Every night when I lay my head down to rest I can’t seem to make my mind shut off. A billion thoughts roam threw my head a mile a minute. If something is troubling me I can’t seem to stop analyzing the situation or thinking of what shit I am going to be in the next morning. Lately I have been lucky and have gone to bed with no certain problem haunting my thoughts, but my mind still won’t simply shut off and let me drift to sleep. My mind soars from thought to thought, mostly about my boyfriend Tre and our times together. He seems to always be the center of my thoughts while I am trying to sleep. I see the way he smiles at me and the warmth in his eyes as he stares into mine.
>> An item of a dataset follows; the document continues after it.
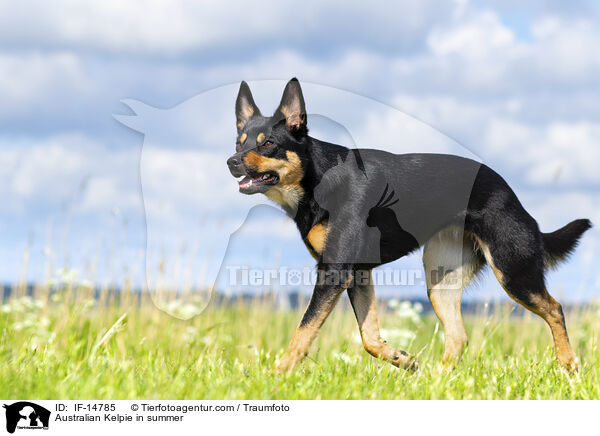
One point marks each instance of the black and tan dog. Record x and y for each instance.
(357, 209)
I always wish that he was laying beside me and I was in his arms. I think about when the next time we will see each other and the next time I can touch my lips to his. My mind races in between all of these thoughts and many more until I finally fall into the darkness of sleep. As I drift deeper into sleep I start to dream. This is when my fears are released and take over my head. Missing a babysitting session, Tre dumping me, or failing a huge test are the most common dreams I have. After hitting absolute rock bottom in my dreams I awake. The small pain of fear still tingles inside me. My body is hot from the stress and my joints have tightened. The fear still lingers inside me as my mind slowly slithers back to scanning all my thoughts. My wandering mind travels to every corner of my brain searching to end all my distress.